Often thought to be a trivial (or at least low-priority) and isolated problem in dilapidated sections of town, grow-ops are just as often found in suburbia, often causing a host of property damage to rented properties owned by unsuspecting landlords, and to neighboring homes.  Law enforcement agents say $500,000 homes are as likely to be targeted as inner-city tear-downs.

The problem is a rural one as well affecting farms and unattended acreage.  Farmers have found large sections of their crops cleared, marijuana plants growing there instead.  People unwittingly stumbling onto these marijuana crops are at risk of being injured by booby traps set up by the growers to protect their crops

Canadian homeowners have a number of reasons to be concerned about the increased development of these grow-ops.  First, because grow-ops are often large operations, they are commonly backed by organized crime as a source of high profits at relatively low risks.  Generally speaking, where organized crime is found, so is systemic corruption and crimes symptomatic of these organizations: theft, violence and sometimes homicide.

Secondly, grow-ops require an excessive amount of electrical power (up to 10 times normal household usage) for special lighting and ventilation to cultivate the plants.  To avoid detection, growers drill holes in the foundation of these homes to illegally tap into the main power source.  Of course, this causes a major fire hazard and puts unsuspecting neighbors in jeopardy.

A third reason for concern is the inherent health risk and extensive damage caused by mold which tends to grow during the process.
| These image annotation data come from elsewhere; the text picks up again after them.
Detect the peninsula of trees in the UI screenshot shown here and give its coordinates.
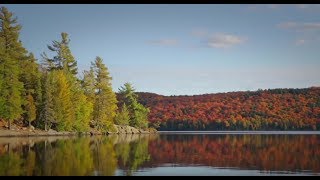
[0,7,149,132]
[139,87,320,130]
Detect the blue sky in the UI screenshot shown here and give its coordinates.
[0,4,320,95]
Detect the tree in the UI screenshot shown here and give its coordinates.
[92,57,117,130]
[0,7,26,129]
[73,85,93,132]
[40,71,55,131]
[19,53,42,126]
[26,93,36,127]
[51,70,75,131]
[43,32,78,76]
[119,83,149,128]
[114,103,130,125]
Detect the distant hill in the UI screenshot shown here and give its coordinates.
[137,87,320,130]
The temperature and humidity in grow-ops often cause toxic mold and moisture damage to walls, flooring and framing.  Repairing damage caused by grow-op practices can be extremely expensive.

A related problem is the failure to disclose information to new buyers that the home was previously a grow-op. Buyers who think they are getting a perfectly sound home may, in fact, be purchasing a house of hidden horrors from undetected toxic mold to damaged sub-flooring to high neighborhood crime.  According to law enforcement officers, sometimes criminals, unaware of the new buyers, return to the home to steal the plants or commit other, often retaliatory, crimes.

Finally, growers will go to dangerous lengths to guard plants said to net $1,000 each.  Police officers have reportedly seen everything from elaborate booby traps to "guard bears" (no, really – bears serving as guards to the grow-op).

Grow-Op with Guard BearsCanadian landlords can protect their properties from the devastation of grow-ops by being vigilant and knowing the signs that a grow-up might be in operation.  If a grow-op is suspected, neighbors are warned to call police immediately.  Here are common signs to look for:

•     All windows are covered, often with dark plastic or newspaper

•     Condensation forms on windows due to high humidity levels inside

•     Residents may only be in the home occasionally and for short periods of time

•     Unusual visitor behavior – no visitors or frequent visitors for short periods

•     Bright interior lights left on all day and night

•     People access the home only through the garage

•     Strange skunk-like odors

•     Unusual garbage – little or no garbage or unusual items such as pots, soil and wiring

•     Sounds of electrical humming or fans

•     Unusual wiring on the outside or signs the hydro meter has been tampered with

•     Little snow (or steam) on the roof in winter

•     Many "Beware of dog" or "Guard dog on duty" signs and excessive security

•     Localized power surges or brown-outs

•     Guard bears (apparently).

Canadian landlords and property managers should be aware of the signs and be prepared for swift action to avoid any potential damage to their properties.